Some Who Fled Cuba Are Returning to Help
By DAMIEN CAVEMARCH 4, 2014
HAVANA — The business ideas have ranged from a bikini franchise to a
peanut farm, restaurants, and design firms for software and home
interiors. But even more novel than the pitches — in a country where
entrepreneurship used to be illegal — is the financial muscle behind
them: Cuban-Americans whose families lost their previous ventures to
Cuba’s Communist government.
“It’s all about people not losing hope and seeing that starting a
business is a way to improve their lives,” said Eduardo Mestre, 65, a
Wall Street banker who returned to Cuba last year for the first time
since 1960 to see the start-up training he helps finance. “Emotionally,
it’s very hard not to connect with people who have all this ambition in
a place where maintaining hope is very hard to do.”

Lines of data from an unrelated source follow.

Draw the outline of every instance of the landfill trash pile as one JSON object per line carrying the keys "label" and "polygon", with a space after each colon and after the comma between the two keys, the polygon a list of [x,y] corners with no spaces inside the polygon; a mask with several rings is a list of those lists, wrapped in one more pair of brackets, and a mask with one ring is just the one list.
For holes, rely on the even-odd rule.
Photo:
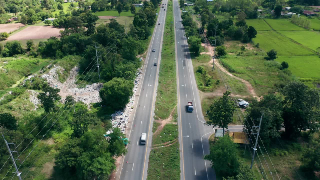
{"label": "landfill trash pile", "polygon": [[[125,107],[123,110],[116,111],[111,115],[111,123],[112,124],[112,127],[119,127],[123,133],[125,131],[127,124],[130,118],[130,115],[132,111],[132,107],[133,106],[134,103],[134,97],[138,92],[138,86],[142,77],[142,68],[140,68],[137,70],[137,77],[134,79],[134,86],[133,89],[133,95],[130,97],[129,102],[125,105]],[[112,130],[110,130],[107,131],[106,134],[108,135],[112,132]]]}
{"label": "landfill trash pile", "polygon": [[[78,66],[72,68],[68,79],[65,82],[61,83],[58,80],[57,72],[62,73],[64,70],[60,66],[54,65],[53,67],[47,74],[41,76],[41,78],[46,79],[50,86],[60,89],[59,94],[61,96],[62,102],[64,102],[66,97],[68,95],[72,96],[76,101],[83,102],[88,105],[88,108],[91,103],[101,101],[99,91],[102,87],[102,83],[95,83],[81,87],[81,88],[77,87],[78,85],[75,83],[77,80],[76,76],[79,70]],[[89,77],[88,78],[91,80]]]}
{"label": "landfill trash pile", "polygon": [[31,102],[35,105],[35,108],[33,110],[36,110],[39,107],[38,105],[41,104],[40,101],[38,99],[38,95],[39,93],[33,90],[29,90],[30,92],[30,95],[29,96],[29,99]]}

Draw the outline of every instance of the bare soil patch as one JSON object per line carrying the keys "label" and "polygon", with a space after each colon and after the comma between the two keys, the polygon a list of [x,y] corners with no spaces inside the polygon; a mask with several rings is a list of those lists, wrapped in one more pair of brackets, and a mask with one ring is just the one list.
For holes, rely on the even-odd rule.
{"label": "bare soil patch", "polygon": [[21,23],[0,24],[0,33],[6,32],[9,33],[24,26],[24,25]]}
{"label": "bare soil patch", "polygon": [[[208,48],[209,48],[209,52],[212,52],[212,51],[211,51],[211,49],[213,48],[213,47],[211,46],[208,46],[207,47]],[[213,54],[211,54],[211,55],[212,56],[213,56]],[[251,94],[251,95],[253,97],[257,97],[258,98],[258,99],[260,99],[260,98],[258,97],[257,95],[257,94],[256,94],[255,92],[254,92],[254,89],[253,89],[253,87],[252,86],[252,85],[251,85],[251,84],[250,84],[250,83],[244,79],[240,78],[238,77],[237,77],[236,76],[234,76],[233,75],[229,72],[229,71],[227,71],[224,68],[222,67],[222,66],[218,62],[219,61],[216,59],[216,61],[214,61],[214,64],[216,65],[216,67],[217,67],[220,69],[220,70],[226,73],[227,75],[228,75],[238,79],[238,80],[239,80],[244,83],[244,84],[247,87],[247,88],[248,89],[248,91],[249,93],[250,93],[250,94]],[[212,67],[212,63],[213,62],[213,60],[212,60],[211,61],[210,61],[208,63],[208,65],[209,66]]]}
{"label": "bare soil patch", "polygon": [[60,36],[60,31],[63,28],[56,28],[52,26],[27,27],[25,29],[9,37],[7,41],[50,38]]}
{"label": "bare soil patch", "polygon": [[156,121],[156,122],[160,123],[160,124],[158,126],[158,128],[157,128],[156,130],[155,131],[155,133],[153,133],[153,135],[154,136],[156,135],[159,132],[161,131],[162,129],[163,129],[164,127],[164,126],[165,125],[167,124],[172,123],[172,122],[173,117],[172,117],[172,114],[173,114],[173,112],[174,111],[174,110],[175,109],[177,105],[176,105],[176,106],[174,107],[173,109],[172,110],[172,111],[170,113],[170,116],[169,116],[169,117],[167,119],[159,119],[155,120]]}
{"label": "bare soil patch", "polygon": [[99,17],[99,18],[102,19],[114,19],[117,17],[116,16],[103,16],[98,17]]}
{"label": "bare soil patch", "polygon": [[54,161],[48,162],[43,165],[43,168],[41,170],[41,172],[45,175],[47,178],[49,178],[52,174],[53,170],[53,166],[54,166]]}

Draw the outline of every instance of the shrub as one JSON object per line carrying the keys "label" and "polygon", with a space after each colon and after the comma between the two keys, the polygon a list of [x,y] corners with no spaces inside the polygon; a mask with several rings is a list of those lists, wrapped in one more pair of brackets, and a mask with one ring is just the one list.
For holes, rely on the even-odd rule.
{"label": "shrub", "polygon": [[273,60],[277,58],[277,51],[274,49],[272,49],[267,53],[267,57],[265,57],[265,59],[267,60]]}
{"label": "shrub", "polygon": [[220,56],[223,56],[227,55],[226,47],[224,46],[220,45],[217,47],[217,53]]}

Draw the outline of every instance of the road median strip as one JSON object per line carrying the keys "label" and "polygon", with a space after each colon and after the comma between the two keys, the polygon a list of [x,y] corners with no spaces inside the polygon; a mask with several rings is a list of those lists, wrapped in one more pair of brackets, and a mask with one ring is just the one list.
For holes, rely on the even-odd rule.
{"label": "road median strip", "polygon": [[153,148],[149,157],[147,177],[148,180],[180,179],[179,143],[176,143],[179,133],[178,125],[175,122],[177,115],[176,109],[173,110],[177,105],[177,97],[172,2],[168,1],[166,6],[167,11],[155,113],[155,119],[160,119],[157,120],[156,126],[161,126],[163,120],[170,122],[152,137]]}

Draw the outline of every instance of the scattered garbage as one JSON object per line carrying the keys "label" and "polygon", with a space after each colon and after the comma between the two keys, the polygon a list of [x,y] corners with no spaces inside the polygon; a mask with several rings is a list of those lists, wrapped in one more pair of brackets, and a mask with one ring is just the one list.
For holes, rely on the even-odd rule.
{"label": "scattered garbage", "polygon": [[[133,106],[134,97],[138,92],[138,86],[142,77],[142,68],[137,70],[137,76],[134,80],[134,86],[133,89],[133,95],[130,97],[129,102],[126,105],[123,110],[117,111],[111,115],[111,122],[112,124],[112,127],[119,127],[123,133],[124,133],[125,131],[127,124],[130,118],[130,116],[132,109],[131,107]],[[108,135],[112,132],[112,131],[110,130],[107,131],[106,134]]]}
{"label": "scattered garbage", "polygon": [[37,97],[39,93],[33,90],[29,90],[29,91],[30,92],[30,95],[29,96],[29,100],[30,102],[35,105],[35,108],[32,110],[36,110],[39,107],[38,105],[41,103]]}

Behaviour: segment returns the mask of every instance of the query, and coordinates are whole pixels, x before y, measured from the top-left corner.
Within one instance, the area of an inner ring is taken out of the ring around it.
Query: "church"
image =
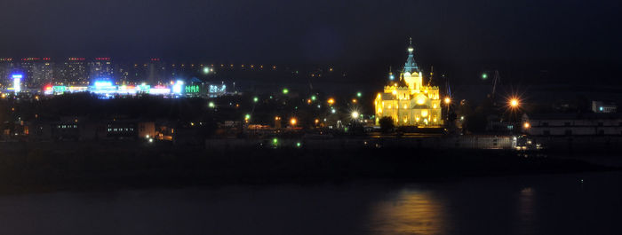
[[[389,83],[374,100],[376,125],[382,117],[391,117],[395,126],[435,128],[443,124],[438,86],[423,82],[423,71],[415,62],[412,42],[408,47],[408,59],[395,81],[389,74]]]

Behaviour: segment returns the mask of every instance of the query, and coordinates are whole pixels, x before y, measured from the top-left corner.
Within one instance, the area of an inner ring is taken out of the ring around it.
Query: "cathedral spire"
[[[419,73],[419,66],[417,66],[417,62],[415,62],[415,57],[412,54],[414,51],[415,49],[412,47],[412,37],[410,37],[408,45],[408,59],[406,59],[406,63],[404,64],[403,73]]]

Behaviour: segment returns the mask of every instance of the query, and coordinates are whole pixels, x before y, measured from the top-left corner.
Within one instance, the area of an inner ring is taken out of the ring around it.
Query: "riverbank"
[[[3,143],[0,192],[307,183],[427,181],[464,176],[614,170],[581,159],[506,150],[238,148],[142,142]]]

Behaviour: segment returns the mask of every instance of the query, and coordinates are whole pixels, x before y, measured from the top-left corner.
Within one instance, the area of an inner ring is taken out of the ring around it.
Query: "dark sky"
[[[403,63],[412,36],[419,63],[460,75],[524,67],[589,73],[620,67],[620,5],[576,0],[4,0],[0,57],[161,57],[383,71]]]

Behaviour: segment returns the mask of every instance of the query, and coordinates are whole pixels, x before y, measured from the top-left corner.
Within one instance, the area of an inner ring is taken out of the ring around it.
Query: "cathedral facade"
[[[380,118],[391,117],[395,126],[443,126],[439,89],[429,82],[424,84],[423,72],[415,62],[413,51],[411,43],[408,47],[408,59],[399,80],[391,79],[384,91],[376,97],[376,125],[379,125]]]

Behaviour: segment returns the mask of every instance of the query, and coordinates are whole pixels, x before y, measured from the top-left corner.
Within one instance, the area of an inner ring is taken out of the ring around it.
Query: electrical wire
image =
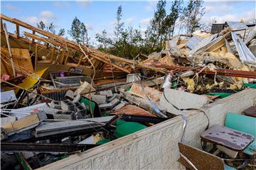
[[[186,109],[180,109],[178,108],[177,106],[174,106],[173,103],[171,103],[166,98],[166,95],[165,95],[165,93],[164,93],[164,92],[163,92],[163,96],[165,98],[165,100],[169,103],[172,106],[174,106],[174,108],[175,108],[176,109],[178,110],[181,110],[181,111],[183,111],[183,110],[198,110],[198,111],[201,111],[201,112],[203,112],[203,113],[206,115],[206,118],[207,118],[207,120],[208,120],[208,125],[206,126],[206,130],[209,128],[209,125],[210,125],[210,119],[208,118],[208,116],[207,115],[207,114],[206,113],[206,112],[201,109],[199,109],[199,108],[186,108]]]

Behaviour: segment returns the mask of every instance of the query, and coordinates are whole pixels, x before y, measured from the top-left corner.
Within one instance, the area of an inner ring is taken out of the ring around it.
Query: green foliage
[[[59,36],[64,36],[65,35],[65,29],[64,28],[61,28],[60,30],[59,30],[59,33],[58,33],[58,35]]]
[[[86,26],[77,17],[73,19],[71,29],[68,33],[75,42],[81,42],[83,45],[89,44],[90,38]]]
[[[80,20],[75,17],[72,22],[71,25],[71,30],[68,30],[68,33],[72,38],[77,42],[80,42],[80,35],[81,35],[81,30],[80,30],[80,25],[81,22]]]
[[[41,30],[45,30],[46,28],[46,24],[44,24],[44,23],[41,21],[39,23],[37,23],[37,27]]]
[[[188,25],[189,32],[195,30],[200,26],[199,21],[204,14],[203,1],[188,1],[188,6],[182,8],[183,0],[172,1],[169,13],[166,11],[166,0],[159,0],[145,33],[132,27],[125,28],[122,22],[122,6],[117,11],[117,22],[114,37],[110,38],[106,30],[96,34],[96,40],[100,43],[98,49],[110,54],[132,59],[138,54],[149,55],[161,51],[164,47],[165,40],[169,40],[174,32],[175,25],[178,18]]]
[[[36,25],[37,27],[41,30],[48,31],[53,34],[56,33],[55,28],[53,23],[50,23],[49,26],[46,26],[46,24],[42,21],[41,21],[39,23],[37,23]],[[60,29],[58,35],[60,36],[63,36],[65,35],[65,29],[64,28]]]
[[[122,6],[118,6],[117,11],[117,23],[115,26],[114,35],[116,36],[116,42],[118,41],[119,37],[124,30],[124,23],[122,22]]]
[[[181,20],[186,23],[187,35],[201,28],[199,21],[205,13],[203,4],[203,0],[189,0],[188,6],[183,8]]]

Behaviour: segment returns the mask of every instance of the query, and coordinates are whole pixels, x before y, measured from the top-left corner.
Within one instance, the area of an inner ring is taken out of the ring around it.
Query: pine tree
[[[83,23],[82,23],[80,25],[80,33],[82,44],[88,45],[90,38],[88,38],[88,33],[87,30],[86,29],[86,26]]]
[[[164,21],[164,26],[166,27],[166,38],[170,38],[174,35],[175,23],[178,18],[179,13],[181,11],[182,0],[174,0],[171,7],[171,13],[166,16]]]
[[[58,33],[58,35],[59,36],[64,36],[65,35],[65,29],[64,28],[61,28],[60,30],[59,30],[59,33]]]
[[[119,37],[124,30],[124,22],[122,22],[122,6],[118,6],[117,11],[117,23],[115,26],[114,35],[116,36],[116,42],[119,40]]]
[[[44,24],[44,23],[41,21],[39,23],[37,23],[37,27],[41,30],[44,30],[46,28],[46,24]]]
[[[189,0],[188,6],[183,10],[181,20],[186,23],[187,35],[191,35],[197,28],[200,28],[200,20],[204,15],[203,0]]]
[[[154,18],[151,19],[150,26],[148,27],[146,33],[148,37],[148,43],[151,46],[151,50],[161,48],[161,42],[166,33],[166,27],[164,26],[164,20],[166,16],[165,10],[166,4],[166,0],[159,1]]]
[[[53,23],[50,23],[49,26],[48,27],[48,30],[49,32],[52,33],[53,34],[55,34],[56,31],[55,30],[55,26]]]
[[[71,30],[68,30],[68,33],[73,38],[73,39],[77,42],[81,42],[81,22],[75,17],[72,22]]]

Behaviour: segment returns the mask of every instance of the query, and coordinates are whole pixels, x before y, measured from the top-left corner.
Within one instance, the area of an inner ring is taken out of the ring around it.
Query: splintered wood
[[[11,51],[14,58],[14,65],[20,67],[21,72],[25,71],[29,73],[33,73],[34,72],[28,49],[11,48]],[[10,59],[7,48],[1,47],[1,52]],[[11,66],[5,66],[4,68],[10,67],[11,67]],[[9,70],[9,69],[7,69],[6,72],[11,73]]]
[[[143,98],[146,98],[147,96],[153,101],[159,101],[162,94],[161,91],[148,86],[144,87],[143,90],[142,86],[139,84],[132,84],[129,93]]]

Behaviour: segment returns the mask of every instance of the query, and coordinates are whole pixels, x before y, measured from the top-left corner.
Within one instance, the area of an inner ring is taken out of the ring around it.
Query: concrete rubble
[[[33,42],[13,34],[6,40],[3,32],[1,38],[1,49],[6,50],[9,42],[10,50],[26,51],[36,61],[32,63],[29,57],[26,64],[35,69],[28,74],[17,63],[14,68],[8,64],[9,54],[1,55],[6,64],[1,75],[1,155],[8,157],[11,153],[31,169],[177,116],[187,121],[188,110],[201,110],[220,98],[256,89],[255,24],[245,28],[246,34],[233,23],[226,23],[222,30],[213,24],[211,33],[174,36],[166,42],[166,49],[134,62],[2,14],[1,19],[43,35],[25,33]],[[45,52],[38,47],[50,52],[50,58],[45,60]],[[70,60],[71,51],[81,57]],[[95,67],[85,55],[93,59]],[[111,70],[102,69],[110,65]],[[255,106],[248,109],[246,116],[254,119]],[[181,153],[194,151],[182,144],[179,147]],[[218,145],[218,149],[233,159],[238,157],[230,148]],[[179,162],[187,165],[181,155]]]

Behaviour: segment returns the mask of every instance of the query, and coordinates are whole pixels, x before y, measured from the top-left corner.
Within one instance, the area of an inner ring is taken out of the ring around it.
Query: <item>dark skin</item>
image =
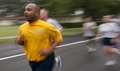
[[[26,7],[25,7],[25,12],[24,12],[24,15],[25,15],[25,18],[26,20],[31,24],[37,20],[39,20],[39,12],[40,10],[37,8],[36,4],[28,4]],[[23,37],[24,35],[21,34],[20,36],[18,36],[16,38],[16,41],[15,43],[16,44],[19,44],[19,45],[24,45],[24,41],[23,41]],[[41,55],[44,55],[44,56],[49,56],[55,49],[55,47],[59,44],[59,42],[55,41],[53,42],[53,44],[51,45],[51,47],[47,48],[47,49],[40,49],[38,50],[39,53]]]

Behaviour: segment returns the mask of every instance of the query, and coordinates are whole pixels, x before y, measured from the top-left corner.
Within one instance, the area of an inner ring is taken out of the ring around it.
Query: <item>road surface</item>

Many of the first Cubans to leave after Fidel Castro took over are
beginning to come back, reuniting with the island they left in
bitterness and anger, overcoming decades of heated opposition to its
leaders, and partnering with Cubans in direct, new ways.
Some are educating a new crop of Cuban entrepreneurs to take advantage
of the recent limited openings for private enterprise in Cuba.
Conservative Republican exiles in Miami have also helped finance the
renovation of Cuba’s most revered Roman Catholic shrine. Young heirs to
the Bacardi family, which fled Cuba after the revolution, leaving behind
luxurious homes and a rum business that employed 6,000 people, are
sending disaster relief and supporting artists. And Alfonso Fanjul, the
Florida sugar baron, recently acknowledged that he had gone back to Cuba
twice, meeting with Cuban officials and later declaring that he would
consider investing under the “right circumstances.”
It has been a shocking reversal for a community of exiles that has long
represented a pillar of support for the American embargo against Cuba.
And though the activity is legal through humanitarian or other licensed
exceptions to the sanctions, some Cuban-American lawmakers have
responded with outrage. Representative Mario Diaz-Balart, a Republican
from Miami, called Mr. Fanjul’s trips a betrayal.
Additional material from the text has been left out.